Giovanbattista della Porta's 6-alphabet reciprocal cipher

Encrypt and decrypt with the Porta cipher, a polyalphabetic scheme from 1563 using reciprocal alphabets keyed by a repeating keyword. Because each alphabet is its own inverse, the same key both encrypts and decrypts. Runs in your browser. It runs free in your browser on Gera Tools, with nothing uploaded.

Last updated Source: Gera Tools

Why is the Porta cipher reciprocal?

Each of its 13 alphabets swaps letters in pairs, so applying the same substitution twice returns the original letter. That means encryption and decryption are the identical operation: feed the ciphertext back in with the same keyword and you get the plaintext.

Giovanbattista della Porta described this cipher in 1563 in his work De Furtivis Literarum Notis, and it was one of the first practical polyalphabetic systems. Its defining trait is that it is reciprocal: there is no separate decrypt mode, because running ciphertext back through with the same keyword restores the plaintext.

Historical context

Porta designed this system as a practical improvement on the simple Caesar cipher. The Vigenere cipher — often credited as the first strong polyalphabetic system — was described around the same period, and the two approaches represent different solutions to the same problem: how to prevent a single-alphabet frequency analysis from breaking your cipher. Porta’s reciprocal alphabets made the system easier to use without tables beyond the single printed square, since there is no distinction between the encryption and decryption operation.

How it works

Porta uses 13 alphabets, one for each pair of key letters (A/B, C/D, … Y/Z). Within every alphabet the first half of the letters (A–M) always maps into the second half (N–Z) and vice versa, with a shift determined by the key-letter pair:

row r = floor((keyLetter - 'A') / 2)        (0..12)
if plaintext index i < 13:  cipher = ((i + r) mod 13) + 13
else:                       cipher = (i - 13 - r) mod 13

Because A–M and N–Z are always exchanged, the function is its own inverse — the same key encrypts and decrypts.

The 13 tableau rows

Each row in the Porta tableau swaps a shifted pair of half-alphabets. Row 0 (for key letters A or B) swaps A↔N, B↔O, C↔P, and so on with no shift. Row 1 (C or D) shifts by one, so A↔O, B↔P, etc. Row 12 (Y or Z) applies the maximum shift. This structure means the ciphertext is always drawn from the second half of the alphabet (N–Z) when the plaintext letter is from the first half (A–M), and vice versa — a property visible to frequency analysis.

Worked example

With the keyword LEMON:

  • L → key pair 5 (K/L), row 5
  • E → key pair 2 (E/F), row 2
  • M → key pair 6 (M/N), row 6
  • O → key pair 7 (O/P), row 7
  • N → key pair 6 (M/N), row 6

The message ATTACK AT DAWN enciphers to SEAUVP PA XTEL (spaces and punctuation pass through). Running SEAUVP PA XTEL back through with keyword LEMON returns ATTACK AT DAWN. No mode switch needed — this is the reciprocal property.

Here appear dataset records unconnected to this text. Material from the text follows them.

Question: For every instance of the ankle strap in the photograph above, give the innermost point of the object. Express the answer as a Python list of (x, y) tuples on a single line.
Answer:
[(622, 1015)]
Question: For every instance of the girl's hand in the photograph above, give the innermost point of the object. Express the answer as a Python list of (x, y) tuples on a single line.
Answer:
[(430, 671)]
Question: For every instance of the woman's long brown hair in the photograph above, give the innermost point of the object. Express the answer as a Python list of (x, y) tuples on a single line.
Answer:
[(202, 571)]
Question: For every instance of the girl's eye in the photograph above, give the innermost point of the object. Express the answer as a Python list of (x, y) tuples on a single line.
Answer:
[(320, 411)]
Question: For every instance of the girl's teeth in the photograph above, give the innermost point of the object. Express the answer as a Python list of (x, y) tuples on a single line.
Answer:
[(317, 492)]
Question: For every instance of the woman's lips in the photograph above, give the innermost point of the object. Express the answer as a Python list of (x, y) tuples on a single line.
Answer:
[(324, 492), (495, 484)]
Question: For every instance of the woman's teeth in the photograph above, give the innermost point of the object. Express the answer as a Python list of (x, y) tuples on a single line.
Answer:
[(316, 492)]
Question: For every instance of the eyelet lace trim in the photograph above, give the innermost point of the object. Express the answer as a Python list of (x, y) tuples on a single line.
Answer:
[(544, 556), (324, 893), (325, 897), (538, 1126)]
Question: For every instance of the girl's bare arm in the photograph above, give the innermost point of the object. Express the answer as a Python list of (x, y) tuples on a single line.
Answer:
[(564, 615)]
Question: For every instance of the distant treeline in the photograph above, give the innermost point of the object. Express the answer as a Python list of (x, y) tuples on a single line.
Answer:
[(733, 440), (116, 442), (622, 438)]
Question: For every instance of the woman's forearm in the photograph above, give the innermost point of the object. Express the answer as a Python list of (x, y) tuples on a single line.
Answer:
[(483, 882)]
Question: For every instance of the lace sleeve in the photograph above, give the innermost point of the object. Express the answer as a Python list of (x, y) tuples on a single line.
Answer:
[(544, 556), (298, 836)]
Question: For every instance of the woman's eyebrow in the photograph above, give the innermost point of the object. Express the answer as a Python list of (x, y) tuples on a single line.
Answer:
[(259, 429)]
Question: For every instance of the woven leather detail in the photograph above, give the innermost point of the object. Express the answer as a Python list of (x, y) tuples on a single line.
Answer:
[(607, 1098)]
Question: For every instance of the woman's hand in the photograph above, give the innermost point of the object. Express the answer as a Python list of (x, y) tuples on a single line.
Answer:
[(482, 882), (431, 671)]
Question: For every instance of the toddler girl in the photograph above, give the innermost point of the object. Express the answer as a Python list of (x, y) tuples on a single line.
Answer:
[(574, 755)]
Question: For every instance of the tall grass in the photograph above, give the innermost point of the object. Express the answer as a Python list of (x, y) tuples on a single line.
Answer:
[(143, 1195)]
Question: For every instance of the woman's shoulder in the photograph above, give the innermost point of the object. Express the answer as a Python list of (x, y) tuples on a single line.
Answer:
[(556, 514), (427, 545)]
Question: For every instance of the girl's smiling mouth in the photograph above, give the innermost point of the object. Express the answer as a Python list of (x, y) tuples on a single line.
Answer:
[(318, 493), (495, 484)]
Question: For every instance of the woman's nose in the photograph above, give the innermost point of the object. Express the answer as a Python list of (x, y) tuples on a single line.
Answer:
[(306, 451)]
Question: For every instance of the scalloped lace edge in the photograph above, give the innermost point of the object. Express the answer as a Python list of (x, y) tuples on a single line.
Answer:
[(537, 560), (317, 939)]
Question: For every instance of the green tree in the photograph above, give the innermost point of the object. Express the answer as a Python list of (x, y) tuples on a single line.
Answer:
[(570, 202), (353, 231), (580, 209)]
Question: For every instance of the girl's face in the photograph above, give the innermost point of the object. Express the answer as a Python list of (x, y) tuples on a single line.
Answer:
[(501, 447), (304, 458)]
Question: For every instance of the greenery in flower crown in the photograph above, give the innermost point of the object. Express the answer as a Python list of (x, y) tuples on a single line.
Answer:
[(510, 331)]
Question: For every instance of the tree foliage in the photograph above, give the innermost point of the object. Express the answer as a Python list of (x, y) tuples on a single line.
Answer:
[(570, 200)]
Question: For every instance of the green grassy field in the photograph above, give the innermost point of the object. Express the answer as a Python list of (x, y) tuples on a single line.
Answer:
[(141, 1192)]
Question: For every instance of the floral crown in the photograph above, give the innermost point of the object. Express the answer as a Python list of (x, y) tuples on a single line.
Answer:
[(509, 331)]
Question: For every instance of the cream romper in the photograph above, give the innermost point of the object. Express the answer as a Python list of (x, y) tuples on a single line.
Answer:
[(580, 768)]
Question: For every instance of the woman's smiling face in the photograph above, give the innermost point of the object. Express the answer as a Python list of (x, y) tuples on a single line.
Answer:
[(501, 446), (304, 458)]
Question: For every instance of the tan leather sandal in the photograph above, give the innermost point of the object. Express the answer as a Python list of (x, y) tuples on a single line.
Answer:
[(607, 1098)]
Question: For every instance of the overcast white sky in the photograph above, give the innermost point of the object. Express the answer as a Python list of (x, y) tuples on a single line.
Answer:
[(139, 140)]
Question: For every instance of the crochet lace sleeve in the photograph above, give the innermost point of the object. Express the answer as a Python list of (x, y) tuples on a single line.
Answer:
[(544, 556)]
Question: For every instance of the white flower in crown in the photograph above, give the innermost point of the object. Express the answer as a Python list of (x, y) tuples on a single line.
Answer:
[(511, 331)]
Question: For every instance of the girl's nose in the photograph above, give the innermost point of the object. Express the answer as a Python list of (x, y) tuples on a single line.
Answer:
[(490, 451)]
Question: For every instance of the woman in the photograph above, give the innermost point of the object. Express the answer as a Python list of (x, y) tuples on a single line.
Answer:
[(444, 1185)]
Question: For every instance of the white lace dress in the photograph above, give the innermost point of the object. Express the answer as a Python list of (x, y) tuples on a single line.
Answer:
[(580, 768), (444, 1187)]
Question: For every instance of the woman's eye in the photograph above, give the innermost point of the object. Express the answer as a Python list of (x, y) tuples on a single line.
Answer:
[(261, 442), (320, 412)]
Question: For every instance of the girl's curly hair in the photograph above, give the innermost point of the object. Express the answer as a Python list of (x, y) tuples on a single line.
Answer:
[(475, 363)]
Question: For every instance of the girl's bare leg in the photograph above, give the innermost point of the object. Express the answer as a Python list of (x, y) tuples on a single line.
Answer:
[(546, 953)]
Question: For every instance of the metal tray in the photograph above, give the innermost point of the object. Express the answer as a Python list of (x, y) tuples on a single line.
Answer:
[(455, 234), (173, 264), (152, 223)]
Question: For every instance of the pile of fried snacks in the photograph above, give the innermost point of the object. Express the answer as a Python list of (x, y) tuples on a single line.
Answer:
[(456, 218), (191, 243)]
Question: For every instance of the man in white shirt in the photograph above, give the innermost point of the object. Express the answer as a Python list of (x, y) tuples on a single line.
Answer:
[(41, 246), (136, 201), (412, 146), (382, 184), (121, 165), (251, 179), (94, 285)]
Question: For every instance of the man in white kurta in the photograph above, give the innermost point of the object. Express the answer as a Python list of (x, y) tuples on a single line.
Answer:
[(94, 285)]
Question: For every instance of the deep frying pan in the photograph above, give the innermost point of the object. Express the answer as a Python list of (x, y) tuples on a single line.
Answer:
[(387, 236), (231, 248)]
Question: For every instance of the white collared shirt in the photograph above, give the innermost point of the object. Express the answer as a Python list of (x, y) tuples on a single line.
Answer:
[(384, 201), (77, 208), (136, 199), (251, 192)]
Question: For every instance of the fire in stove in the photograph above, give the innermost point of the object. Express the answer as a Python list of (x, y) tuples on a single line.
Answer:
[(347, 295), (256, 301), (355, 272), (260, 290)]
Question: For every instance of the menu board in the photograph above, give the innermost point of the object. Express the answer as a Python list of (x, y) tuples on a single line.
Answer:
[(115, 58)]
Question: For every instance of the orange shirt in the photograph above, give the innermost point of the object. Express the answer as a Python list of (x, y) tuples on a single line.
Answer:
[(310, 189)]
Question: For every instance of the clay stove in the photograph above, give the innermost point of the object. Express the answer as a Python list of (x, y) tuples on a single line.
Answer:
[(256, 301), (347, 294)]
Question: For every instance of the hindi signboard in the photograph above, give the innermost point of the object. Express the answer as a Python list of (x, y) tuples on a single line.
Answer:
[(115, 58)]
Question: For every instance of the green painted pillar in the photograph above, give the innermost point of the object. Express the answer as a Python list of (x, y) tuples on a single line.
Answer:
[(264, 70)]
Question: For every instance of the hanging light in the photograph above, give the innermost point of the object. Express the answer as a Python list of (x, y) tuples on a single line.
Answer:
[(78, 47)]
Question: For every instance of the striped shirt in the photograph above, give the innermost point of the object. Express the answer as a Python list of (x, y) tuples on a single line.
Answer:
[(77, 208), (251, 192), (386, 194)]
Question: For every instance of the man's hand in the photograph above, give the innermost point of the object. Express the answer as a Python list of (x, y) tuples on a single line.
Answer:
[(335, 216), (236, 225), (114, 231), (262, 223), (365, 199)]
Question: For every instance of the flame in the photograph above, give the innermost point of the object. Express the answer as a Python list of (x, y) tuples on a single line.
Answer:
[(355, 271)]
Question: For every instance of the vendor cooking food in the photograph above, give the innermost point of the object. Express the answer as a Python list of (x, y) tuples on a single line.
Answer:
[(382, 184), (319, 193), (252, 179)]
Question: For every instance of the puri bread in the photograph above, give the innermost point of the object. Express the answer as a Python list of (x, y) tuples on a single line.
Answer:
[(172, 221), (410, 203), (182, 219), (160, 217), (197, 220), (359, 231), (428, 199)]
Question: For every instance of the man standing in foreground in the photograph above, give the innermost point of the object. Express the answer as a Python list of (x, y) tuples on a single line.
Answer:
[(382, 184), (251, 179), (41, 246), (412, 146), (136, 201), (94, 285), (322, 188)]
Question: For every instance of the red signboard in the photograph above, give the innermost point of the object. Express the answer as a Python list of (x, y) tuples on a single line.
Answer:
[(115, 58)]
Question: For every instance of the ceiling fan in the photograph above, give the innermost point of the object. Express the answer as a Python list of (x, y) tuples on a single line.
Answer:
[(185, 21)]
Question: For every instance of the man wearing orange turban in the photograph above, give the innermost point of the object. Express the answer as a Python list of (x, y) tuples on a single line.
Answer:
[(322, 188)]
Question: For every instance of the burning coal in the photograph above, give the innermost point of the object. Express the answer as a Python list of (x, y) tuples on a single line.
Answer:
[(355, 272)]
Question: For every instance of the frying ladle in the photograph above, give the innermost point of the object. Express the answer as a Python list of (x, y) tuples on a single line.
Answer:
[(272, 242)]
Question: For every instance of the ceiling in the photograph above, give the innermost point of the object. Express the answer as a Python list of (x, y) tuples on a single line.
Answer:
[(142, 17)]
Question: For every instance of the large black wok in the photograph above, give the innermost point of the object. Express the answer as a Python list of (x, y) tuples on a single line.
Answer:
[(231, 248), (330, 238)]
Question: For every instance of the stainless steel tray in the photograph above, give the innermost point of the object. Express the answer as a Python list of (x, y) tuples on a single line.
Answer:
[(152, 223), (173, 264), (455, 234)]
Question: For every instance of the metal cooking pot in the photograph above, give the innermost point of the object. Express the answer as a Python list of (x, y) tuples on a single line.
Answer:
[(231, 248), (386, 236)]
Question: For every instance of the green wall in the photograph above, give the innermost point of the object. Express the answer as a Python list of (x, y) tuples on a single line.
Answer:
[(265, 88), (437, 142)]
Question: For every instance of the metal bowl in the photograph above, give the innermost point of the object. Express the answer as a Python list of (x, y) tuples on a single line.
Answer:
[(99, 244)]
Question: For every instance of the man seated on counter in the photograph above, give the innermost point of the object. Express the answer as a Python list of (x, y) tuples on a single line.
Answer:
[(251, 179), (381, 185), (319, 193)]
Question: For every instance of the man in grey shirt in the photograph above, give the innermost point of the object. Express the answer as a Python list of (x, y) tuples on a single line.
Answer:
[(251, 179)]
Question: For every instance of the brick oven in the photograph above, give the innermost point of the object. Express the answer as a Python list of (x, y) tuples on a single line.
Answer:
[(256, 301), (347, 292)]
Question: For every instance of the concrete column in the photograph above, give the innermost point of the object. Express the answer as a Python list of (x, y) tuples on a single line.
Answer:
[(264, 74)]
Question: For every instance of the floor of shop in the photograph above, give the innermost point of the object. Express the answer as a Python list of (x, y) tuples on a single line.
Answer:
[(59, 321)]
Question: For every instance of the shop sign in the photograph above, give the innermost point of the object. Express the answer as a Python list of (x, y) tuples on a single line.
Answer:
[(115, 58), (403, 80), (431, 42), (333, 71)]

Security notes for modern use

The Porta cipher is a historical cipher and is not secure. Two well-known weaknesses make it straightforward to break:

  1. Repeating key: once an attacker determines the key length (via Kasiski examination or index-of-coincidence analysis), they can treat each key-position independently — each is then a simple 13-alphabet substitution.
  2. Known structure: all ciphertext letters from a plaintext A–M letter are drawn from N–Z, which halves the frequency analysis problem compared to a full 26-letter substitution.

Use this tool for historical study, puzzles, escape rooms, and cipher education. For real confidentiality, use a modern authenticated encryption standard.